My kids are asleep and I have a bit of down time to update the blog. Life has been busy and it really is hard to keep up with the writing. Frank is away on a work trip (again) and even though I miss him and can't wait for him to get back, I also find that I can keep on top of things pretty good when he's away. I think I automatically try harder to keep up with the cleaning and make sure the kids are on schedule because I know it will make things easier for me. By evening I am wiped and won't feel like cleaning up so I keep on top of it so I can relax once the kids go to bed. I really should be this way all the time.
The pregnancy is going well. I am just about to enter into the 3rd trimester! We've had about 3 fetal assessments and everything looks great with the baby. We are having another boy and I couldn't be more thrilled.

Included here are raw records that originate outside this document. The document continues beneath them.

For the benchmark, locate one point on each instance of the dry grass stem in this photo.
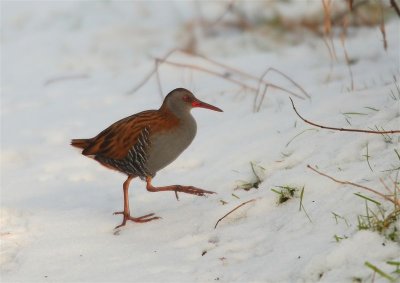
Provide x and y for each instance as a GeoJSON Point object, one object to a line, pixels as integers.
{"type": "Point", "coordinates": [65, 78]}
{"type": "Point", "coordinates": [228, 73]}
{"type": "Point", "coordinates": [237, 207]}
{"type": "Point", "coordinates": [342, 129]}
{"type": "Point", "coordinates": [355, 185]}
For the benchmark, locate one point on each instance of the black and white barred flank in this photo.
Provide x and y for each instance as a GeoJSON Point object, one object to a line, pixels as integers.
{"type": "Point", "coordinates": [134, 164]}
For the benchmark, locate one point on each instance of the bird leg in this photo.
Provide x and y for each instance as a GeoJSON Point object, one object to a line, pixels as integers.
{"type": "Point", "coordinates": [126, 212]}
{"type": "Point", "coordinates": [177, 188]}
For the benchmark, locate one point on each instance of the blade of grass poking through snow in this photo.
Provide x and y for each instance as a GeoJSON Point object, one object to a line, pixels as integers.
{"type": "Point", "coordinates": [380, 272]}
{"type": "Point", "coordinates": [301, 204]}
{"type": "Point", "coordinates": [367, 198]}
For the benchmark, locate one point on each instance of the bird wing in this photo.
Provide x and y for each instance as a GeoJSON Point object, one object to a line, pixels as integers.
{"type": "Point", "coordinates": [116, 141]}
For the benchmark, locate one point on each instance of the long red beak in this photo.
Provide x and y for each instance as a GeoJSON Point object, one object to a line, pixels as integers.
{"type": "Point", "coordinates": [201, 104]}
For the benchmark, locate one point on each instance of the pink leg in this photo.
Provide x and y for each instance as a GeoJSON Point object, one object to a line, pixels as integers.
{"type": "Point", "coordinates": [126, 212]}
{"type": "Point", "coordinates": [177, 188]}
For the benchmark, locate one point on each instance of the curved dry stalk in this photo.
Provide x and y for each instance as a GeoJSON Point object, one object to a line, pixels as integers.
{"type": "Point", "coordinates": [151, 73]}
{"type": "Point", "coordinates": [235, 71]}
{"type": "Point", "coordinates": [342, 129]}
{"type": "Point", "coordinates": [237, 207]}
{"type": "Point", "coordinates": [355, 185]}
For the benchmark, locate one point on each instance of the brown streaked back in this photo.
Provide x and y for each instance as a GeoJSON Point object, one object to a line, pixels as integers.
{"type": "Point", "coordinates": [116, 141]}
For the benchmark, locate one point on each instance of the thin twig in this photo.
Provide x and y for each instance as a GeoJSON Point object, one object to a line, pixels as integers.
{"type": "Point", "coordinates": [159, 61]}
{"type": "Point", "coordinates": [342, 129]}
{"type": "Point", "coordinates": [382, 26]}
{"type": "Point", "coordinates": [352, 184]}
{"type": "Point", "coordinates": [246, 202]}
{"type": "Point", "coordinates": [151, 73]}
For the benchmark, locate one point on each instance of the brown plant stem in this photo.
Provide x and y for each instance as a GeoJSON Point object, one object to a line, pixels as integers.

The other day a woman came up to me and asked if I'm having a girl this time. I told her no it's another boy and she said "oh how disappointing". I was a bit shocked by that. Why on earth would I be disappointed by having another boy?? I kindly told her that I was really excited about my boy and joked that I don't know what I'm missing because I already have 2 boys and I love it. Some people are so weird!! Having a boy seems so easy to me now and I feel like I don't even need to get anything ready for this baby. We have everything!
Gavin is doing well. Next month he will be seizure free for a year! I am definitely starting to relax a lot more with him but there are still some concerns I have with his meds. He gets really sleepy after I give them to him so I've been trying to change the times I give them so that he gets the most out of his day. Yesterday I gave his meds later in the morning and I was able to go to a church mom's group and he had a great time. When we got home after lunch I gave his meds and he had a nice long nap and was happy all afternoon. Today I gave his meds at his usual time and went off to the mall. It didn't take long for Gavin to start whining that he was tired and he wanted to go home to bed. We didn't get any shopping done and once we got home he went straight to bed and fell asleep. I think for now on I will give him his meds around 11 so we can enjoy our mornings.
Owen is hilarious right now. He's at such a cute age. He's trying to talk and is doing really well with that. Gavin loves to get him to say words which really makes me laugh. Sometimes he'll get him to say hard words like "sprinkle donut". I love hearing him try. He's less whiny then when he just turned one and just goes about his day exploring and learning. He is sleeping through the night which is the hugest blessing to me. I have so much more energy when I get a full nights sleep. He usually goes to bed around 7ish and wakes up about 7am when his brother gets up.
I have a bunch of pictures I'd like to post but that will have to wait till Frank gets back from his trip. I have all the good pictures on his computer.
Hopefully I can find some more time to keep up with writing a bit more. I am going to enjoy the few minutes of quiet time I have left.